Änderungsbelege für Objektklasse in SAP anzeigen
Um diese auszuwerten, gibt es im SAP System einen ABAP Report RSSCD100 der auch über den Transaktionscode (Parametertransaktion) RSSCD100 Änderungsbelege anzeigen gestartet werden kann.Über die Objektklasse kann nun für unterschiedliche Object-id (oder alternativ alle eine Liste aller Änderungen ab Datum bis Datum (inklusive Uhrzeit) und auch mit einer Selektion des letzten Änderer ausgeführt werden.
Relevant für unsere Auswertung ist das Feld Objektklasse sowie der Änderungszeitraum:
- ab Datum
- ab Uhrzeit
- bis Datum
- bis Uhrzeit
- ggf. noch letzter Änderer.
Unter anderen die Option "Lesen aus dem Archivinfosystem, Lesen aus der Datenbank, Plus(+) oder auch Stern (*) kein WIldcard. Sind diese Optionen nicht gewünscht kann acuh der ABAP Report RSSCD200 verwendet werden. Dieser ist keinen Transaktionscode zugeordnet und hat dafür weniger Optionen beim Aufruf. Ich würde daher die Transaktion RSSCD100 und nicht SA38 für den Report RSSCD200 verwenden.
Änderungsbelege für Kostenstelle, Materialstamm, Kreditor und andere Objekte anzeigen (Objektklassen)

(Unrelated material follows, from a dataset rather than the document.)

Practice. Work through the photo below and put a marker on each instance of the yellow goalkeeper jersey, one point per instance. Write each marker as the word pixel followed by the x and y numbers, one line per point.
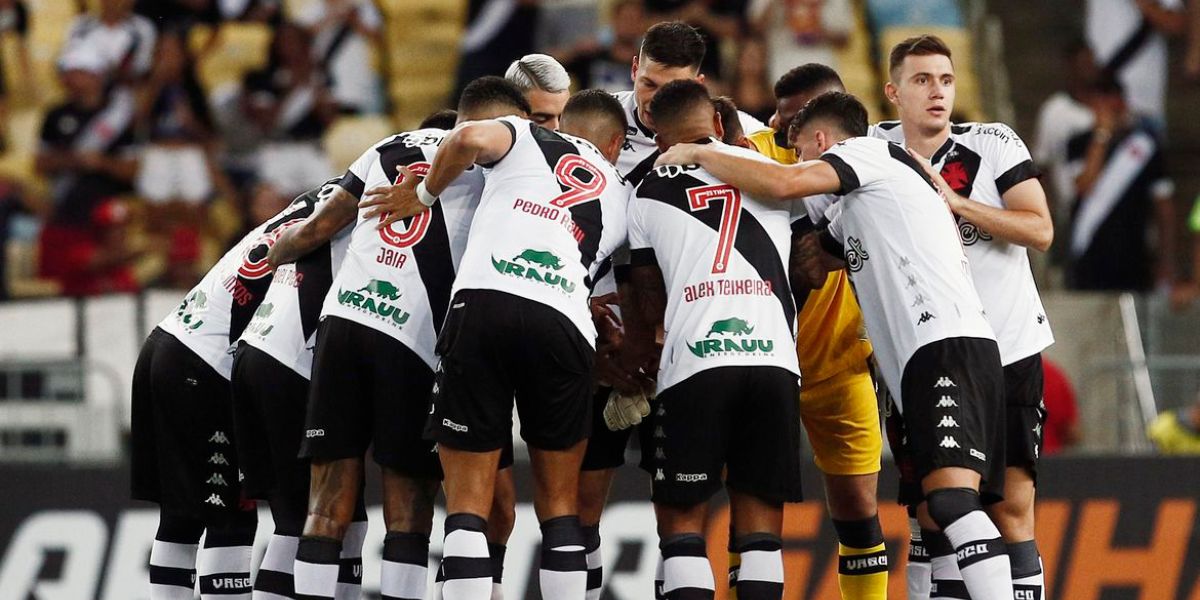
pixel 831 333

Als Objektklasse können im Rechnungswesen zum Beispiel folgende Werte genutzt werden:Gemeinkostencontrolling CO-OM / Profitcenterrechnung EC-PCA
- KOSTL Kostenstelle
- PRCTR Profitcenter
- KSTAR Kostenart
- RKAUFTRAG Innenauftrag
- FMFCTR Finanzstelle
- FMFONDS Fonds
- FMCI Finanzposition
- KRED Kreditorenstammdaten
- DEBI Debitorenstammdaten
- ANLA Anlagenstammdaten (FI-AA)
- MATERIAL Materialstamm
- EINKBELEG Einkaufsbeleg
- BANF Bestellanforderung
- FAKTBELEGE Faktura/Rechnung
- VERKBELEG Verkaufsbeleg/Angebot/Auftrag
Auswertung Änderungsbelege der Objektklasse ... als ALV
Im Ergebnis erhalten wir eine ALV Liste mit u.a. folgenden Feldern:- Objektwert
Bei der Auswertung von KOSTL (Kostenstellen) ist dieses die Objektnummer der Kostenstelle bestehend aus Kostenrechnungskreis sowie die Kostenstellennummer mit führenden 0 - Belegnummer
Der Änderungsbeleg - Benutzer
SAP User der die Änderung durchgeführt hat (letzter Änderer) - Vorname, Nachname, Abteilung zum Benutzer
- Datum, Uhrzeit der Änderung
- TCode
Transaktionscode mit dem die Ändeurng durchgeführt wurde (bspw. KS02) - Tabelle und Kurzbeschreibung der Tabelle
Zum Beispiel CSKSB "Struktur Kostenstellenstamm für Änderungsbelege" - Tabellenschlüssel
Technischer Änderungsschlüssel? - Feldname
Welches Feld wurde im Stamm geändert, bspw. ABTEI für Abteilung oder die Sperrkenzeichen - Kurztext, kurz, mittel, lang
des Feldes das geändert wurde - alter Wert
- neuer Wert
- Änd.kz.
Dieses Änderungskennzeichen beschreibt die Art der Änderung- U - Update
- I - Insert
- E - Delete (singele field documentation)
- D - Delete
- J - Insert (single field documentation)
- meitens dürfte dieses U für Update sein
Fazit
Dieser Report ist sehr umfangreich dürfte aber obige Anforderung tatsächlich efüllen und zeigt gleichzeitig eine Möglichkeit um Massenänderungen nachzuvollziehen zu können. Durch den eigenen Transaktionscode ist es sogar möglich den Report berechtigungsseitig direkt ohne Zuordnung der SA38 zuzuweisen. :-).